Despite providing only a low resolution, even the shortest gradients cause a considerable increase in the reliability of protein identification. Increase in gradient length leads to cleaner mass spectra (Fig. 3) and a higher number of identified peptides and sequence coverage, compared with direct infusion. These numbers, however, decrease beyond a certain gradient time. This could possibly be attributed to the lower peak heights for longer gradient times. This result indicates that there is a gradient slope where an increase in chromatographic separation no longer improves protein identification.

Fig. 3
figure 3

Averaged mass spectra of peptide YICDNQDTISSK (m/z 722.32, M2H2+) as identified from extracted ion chromatograms in the LC-MS analysis of a tryptic BSA digest. a A 150-mm × 0.1-mm silica monolithic column, 15-min gradient of 5–50% acetonitrile (0.04% v/v TFA) in water (0.05% v/v TFA); b 750-mm × 0.2-mm column, 75-min gradient

Conclusions

The use of long silica-based capillary monolithic columns provides a clear advantage over use of shorter columns, i.e. an increase of chromatographic efficiency and reliability of protein identification. As expected from chromatography theory, a factor 5 longer column gives a 1.6–2.4 times increase in peak capacity for separations with similar gradient slope. The use of longer gradients also leads to an initial improvement of the protein identification score, but the score seems to have a maximum at longer gradient times.

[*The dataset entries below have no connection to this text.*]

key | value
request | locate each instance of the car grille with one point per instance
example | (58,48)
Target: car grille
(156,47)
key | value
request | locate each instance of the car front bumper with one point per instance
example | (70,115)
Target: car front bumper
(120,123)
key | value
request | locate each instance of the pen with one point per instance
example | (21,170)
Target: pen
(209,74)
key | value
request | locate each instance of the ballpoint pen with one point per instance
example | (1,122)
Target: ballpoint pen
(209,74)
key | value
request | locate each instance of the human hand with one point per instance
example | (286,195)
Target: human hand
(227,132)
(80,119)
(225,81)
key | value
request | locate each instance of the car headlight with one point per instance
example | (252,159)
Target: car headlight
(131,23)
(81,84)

While the use of longer columns for the separation of peptides has a clear advantage because of the gain in chromatographic efficiency, this also gives a longer analysis time. As maximum protein identification scores for rather simple digests are reached at relatively short gradient times, it is important to find a compromise between chromatographic efficiency and analysis time. However, if the sample is more complex, the use of longer columns is more attractive as longer gradients are necessary to achieve sufficient separation.

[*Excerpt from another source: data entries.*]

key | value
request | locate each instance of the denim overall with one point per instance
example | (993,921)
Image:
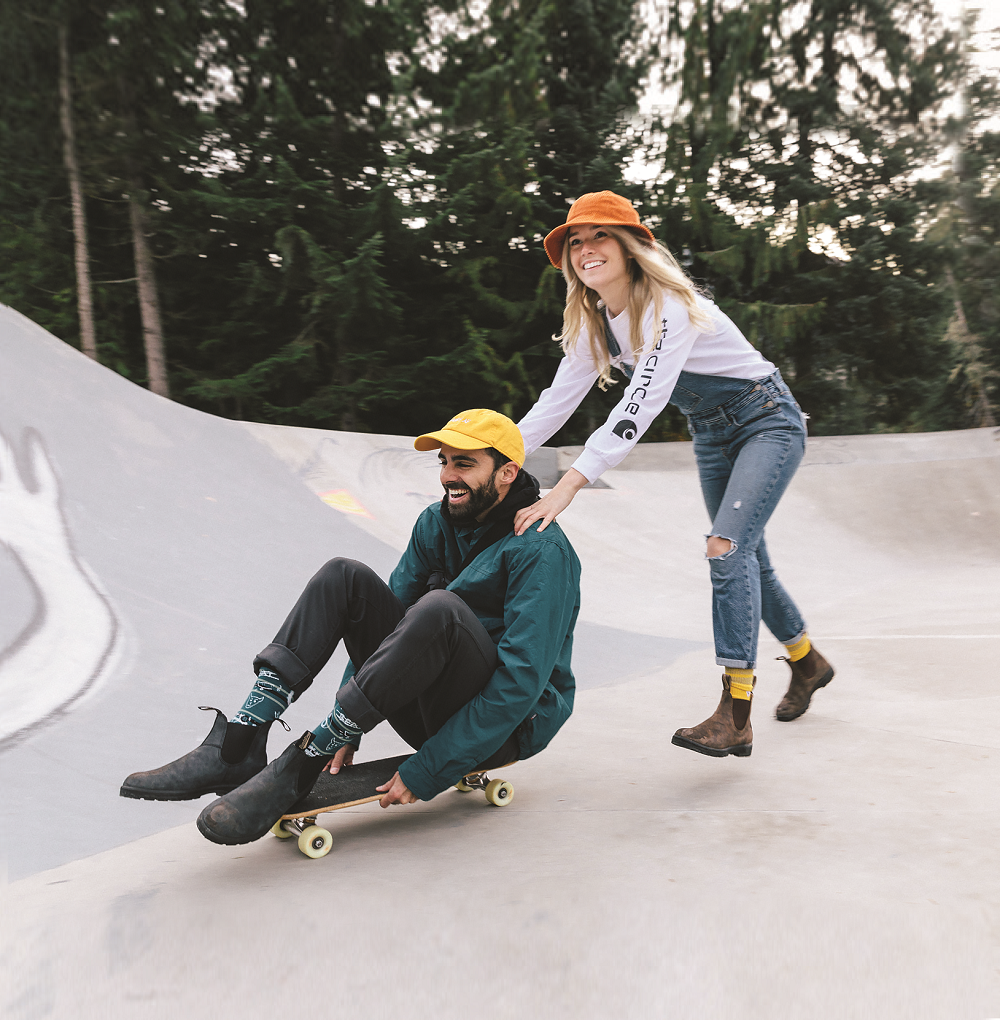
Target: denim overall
(749,438)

In the near future, short and long columns of the same diameter (0.1-mm inner diameter) will be compared. Further improvement of the separation might be obtained by optimisation of the combination of the trap column and the analysis column. Moreover, the potential of longer monolithic capillary columns will be demonstrated by the analysis of more complex and real samples.